美月は神妙に頷くと、コホンッ、と気を紛らわせるように咳払いして、
「楽しかったのなら素直にそう言えばいいんです」
「じゃあ楽しかった」
そう答えれば、美月は「よろしい」と母親のような微笑みを魅せた。
「サトルさんとも、ちゃんとお話できましたか?」
「あぁ。お前を大切にしろ、って釘差されたよ」
「ふふ。サトルの言う通り、私を大切にしてくださいね?」
「安心しろ。死ぬまで傍を離れるつもりはない」
「おおぅ。そういうのを素面で言ってくるのは反則ですよ」
晴としては素直な感情を吐露したまでなのだが、美月にとっては不意打ちだったようだ。
美月は赤面した顔を手で覆いながら深呼吸して、
「貴方、実は私のこと大好きでしょう」
「大好きかどうかは分からん。でも愛してはいる」
「くはっ⁉ さては相当酔ってますね⁉」
「? いや、意識はしっかりしてるし、今のも理性あっての発言だが……」
「そういう所ホントにずるい……っ⁉」
小首を傾げながら言えば、美月が悶えていた。
エクレアも寝ているから静かにして欲しいが、暫く放っておけば元に戻るだろうと思って晴はしばらく悶々とする美月を眺めていた。
晴の思惑通り数分も経てば美月は落ち着きを取り戻したが、その頬にはわずかに朱みが残っていて。
「はぁ、なんだか興奮したら眠気が醒めてしまいましたよ」
「完全に自業自得だけどな」
「いえ、絶対に貴方のせいです」
「お前の責任転嫁にも慣れたな」
そんな自分に驚いていると、美月が微笑を浮かべていて、
「晴さん、何か飲みますか?」
「そうだな。水が飲みたい。冷たいやつ」
「分かりました。それじゃあ、私はホットミルクでも飲みますかね」
「あ、いいなそれ。やっぱ俺も同じやつがいい」
子どものようにそう言えば、美月は母親のような顔で頷いた。
「はいはい。

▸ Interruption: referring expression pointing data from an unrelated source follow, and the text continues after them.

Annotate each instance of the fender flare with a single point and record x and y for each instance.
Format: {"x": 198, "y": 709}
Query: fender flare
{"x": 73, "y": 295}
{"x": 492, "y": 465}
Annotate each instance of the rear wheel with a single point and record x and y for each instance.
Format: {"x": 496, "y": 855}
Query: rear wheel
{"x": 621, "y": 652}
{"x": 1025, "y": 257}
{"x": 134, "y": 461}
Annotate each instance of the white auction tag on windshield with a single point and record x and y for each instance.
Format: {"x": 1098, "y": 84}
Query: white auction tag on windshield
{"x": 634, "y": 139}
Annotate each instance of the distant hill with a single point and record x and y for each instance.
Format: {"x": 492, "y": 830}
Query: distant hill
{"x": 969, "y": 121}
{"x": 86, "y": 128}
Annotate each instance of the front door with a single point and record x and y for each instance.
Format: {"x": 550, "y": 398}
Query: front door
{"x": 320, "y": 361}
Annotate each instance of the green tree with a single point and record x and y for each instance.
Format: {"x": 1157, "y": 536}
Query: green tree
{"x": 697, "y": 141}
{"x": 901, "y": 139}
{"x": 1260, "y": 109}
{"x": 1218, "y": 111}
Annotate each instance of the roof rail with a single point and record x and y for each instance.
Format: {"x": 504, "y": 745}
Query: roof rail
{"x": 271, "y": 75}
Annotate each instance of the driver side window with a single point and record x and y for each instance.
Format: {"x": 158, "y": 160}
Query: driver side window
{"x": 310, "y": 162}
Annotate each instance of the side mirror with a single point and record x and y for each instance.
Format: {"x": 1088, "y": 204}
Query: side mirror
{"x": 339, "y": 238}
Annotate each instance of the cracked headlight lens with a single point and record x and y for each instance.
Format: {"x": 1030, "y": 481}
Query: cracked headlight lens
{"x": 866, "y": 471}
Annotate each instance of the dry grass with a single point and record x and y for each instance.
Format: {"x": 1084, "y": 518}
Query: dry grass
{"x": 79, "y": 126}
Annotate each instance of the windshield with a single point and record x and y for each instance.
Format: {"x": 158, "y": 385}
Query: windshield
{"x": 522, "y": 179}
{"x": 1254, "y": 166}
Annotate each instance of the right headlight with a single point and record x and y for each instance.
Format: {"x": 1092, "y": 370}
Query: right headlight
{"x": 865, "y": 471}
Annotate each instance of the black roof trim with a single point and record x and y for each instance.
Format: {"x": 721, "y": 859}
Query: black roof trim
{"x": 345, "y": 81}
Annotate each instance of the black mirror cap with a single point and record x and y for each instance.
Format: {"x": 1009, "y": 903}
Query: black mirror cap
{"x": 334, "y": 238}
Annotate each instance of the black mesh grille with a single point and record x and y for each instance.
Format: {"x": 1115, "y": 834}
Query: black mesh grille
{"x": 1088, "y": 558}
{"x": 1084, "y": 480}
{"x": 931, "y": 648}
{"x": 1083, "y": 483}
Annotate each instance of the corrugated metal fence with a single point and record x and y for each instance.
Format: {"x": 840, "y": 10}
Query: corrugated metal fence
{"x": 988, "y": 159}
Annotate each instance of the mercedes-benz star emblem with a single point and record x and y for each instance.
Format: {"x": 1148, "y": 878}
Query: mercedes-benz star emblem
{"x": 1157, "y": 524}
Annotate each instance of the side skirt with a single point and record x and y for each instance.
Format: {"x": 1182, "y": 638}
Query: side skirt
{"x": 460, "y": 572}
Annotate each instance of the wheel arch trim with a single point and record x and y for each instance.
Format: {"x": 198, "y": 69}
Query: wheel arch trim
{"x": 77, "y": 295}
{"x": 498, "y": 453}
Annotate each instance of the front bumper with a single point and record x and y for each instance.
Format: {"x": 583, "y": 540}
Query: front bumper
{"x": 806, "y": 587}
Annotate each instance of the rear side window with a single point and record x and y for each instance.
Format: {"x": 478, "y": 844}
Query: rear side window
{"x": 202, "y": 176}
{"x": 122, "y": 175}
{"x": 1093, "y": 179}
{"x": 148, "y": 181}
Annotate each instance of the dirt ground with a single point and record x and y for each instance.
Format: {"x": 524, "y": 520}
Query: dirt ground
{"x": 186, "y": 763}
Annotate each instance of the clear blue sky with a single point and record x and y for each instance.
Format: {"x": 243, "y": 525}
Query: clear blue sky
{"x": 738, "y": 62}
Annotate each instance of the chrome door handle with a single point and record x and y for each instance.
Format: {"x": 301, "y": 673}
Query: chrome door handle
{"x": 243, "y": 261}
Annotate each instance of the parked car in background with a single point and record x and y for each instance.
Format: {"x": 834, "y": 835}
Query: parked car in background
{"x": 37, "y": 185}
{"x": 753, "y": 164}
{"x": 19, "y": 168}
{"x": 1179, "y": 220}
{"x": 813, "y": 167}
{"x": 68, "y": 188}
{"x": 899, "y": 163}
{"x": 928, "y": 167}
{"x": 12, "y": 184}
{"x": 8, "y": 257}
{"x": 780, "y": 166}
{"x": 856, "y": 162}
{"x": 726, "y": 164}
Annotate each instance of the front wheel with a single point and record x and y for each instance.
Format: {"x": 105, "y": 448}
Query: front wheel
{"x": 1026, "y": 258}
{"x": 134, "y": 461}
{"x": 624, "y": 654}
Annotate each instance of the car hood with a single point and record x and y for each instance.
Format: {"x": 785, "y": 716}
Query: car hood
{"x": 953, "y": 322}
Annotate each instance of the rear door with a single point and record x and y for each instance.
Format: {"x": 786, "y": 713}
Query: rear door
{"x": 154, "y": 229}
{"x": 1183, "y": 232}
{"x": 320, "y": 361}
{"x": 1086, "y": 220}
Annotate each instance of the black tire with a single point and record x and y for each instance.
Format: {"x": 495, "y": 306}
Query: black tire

すぐに用意するので、うっかり寝てしまわないよう注意しててくださいね」
「子ども扱いするな」
「貴方は手の掛かる大きな子どもですよ」
「悪かったな。手の掛かる大きな子どもで」
「ふふ。拗ねた」
「いいから早く用意してくれ」
「もう、人使いが荒いんですから」
晴の態度に口を尖らせる美月は、不服そうに腰を上げた。
「用意できたら、また飲み会の話聞かせてくださいね」
「いいぞ。ちょうど慎の黒歴史を入手したからな。酒のつまみ……ではないが、ホットミルクのつまみにはなるだろ」
「……貴方友達の弱み握ってどうするつもりですか」
呆れる妻に、晴は「面白そうだったから」と淡泊に答える。